14.3 System commands

Functions system and system2 are used to invoke a system command and optionally collect its output. system2 is a little more general but its main advantage is that it is easier to write cross-platform code using it.

system behaves differently on Windows from other OSes (because the API C call of that name does). Elsewhere it invokes a shell to run the command: the Windows port of R has a function shell to do that.

To find out if the OS includes a command, use Sys.which, which attempts to do this in a cross-platform way (unfortunately it is not a standard OS service).

Function shQuote will quote filepaths as needed for commands in the current OS.


14.4 Compression and Archives

Recent versions of R have extensive facilities to read and write compressed files, often transparently. Reading of files in R is to a vey large extent done by connections, and the file function which is used to open a connection to a file (or a URL) and is able to identify the compression used from the ‘magic’ header of the file.

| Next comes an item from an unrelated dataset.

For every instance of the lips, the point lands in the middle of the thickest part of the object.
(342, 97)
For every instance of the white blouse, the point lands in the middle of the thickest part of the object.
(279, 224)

The type of compression which has been supported for longest is gzip compression, and that remains a good general compromise. Files compressed by the earlier Unix compress utility can also be read, but these are becoming rare. Two other forms of compression, those of the bzip2 and xz utilities are also available. These generally achieve higher rates of compression (depending on the file, much higher) at the expense of slower decompression and much slower compression.

There is some confusion between xz and lzma compression (see https://en.wikipedia.org/wiki/Xz and https://en.wikipedia.org/wiki/LZMA): R can read files compressed by most versions of either.

File archives are single files which contain a collection of files, the most common ones being ‘tarballs’ and zip files as used to distribute R packages. R can list and unpack both (see functions untar and unzip) and create both (for zip with the help of an external program).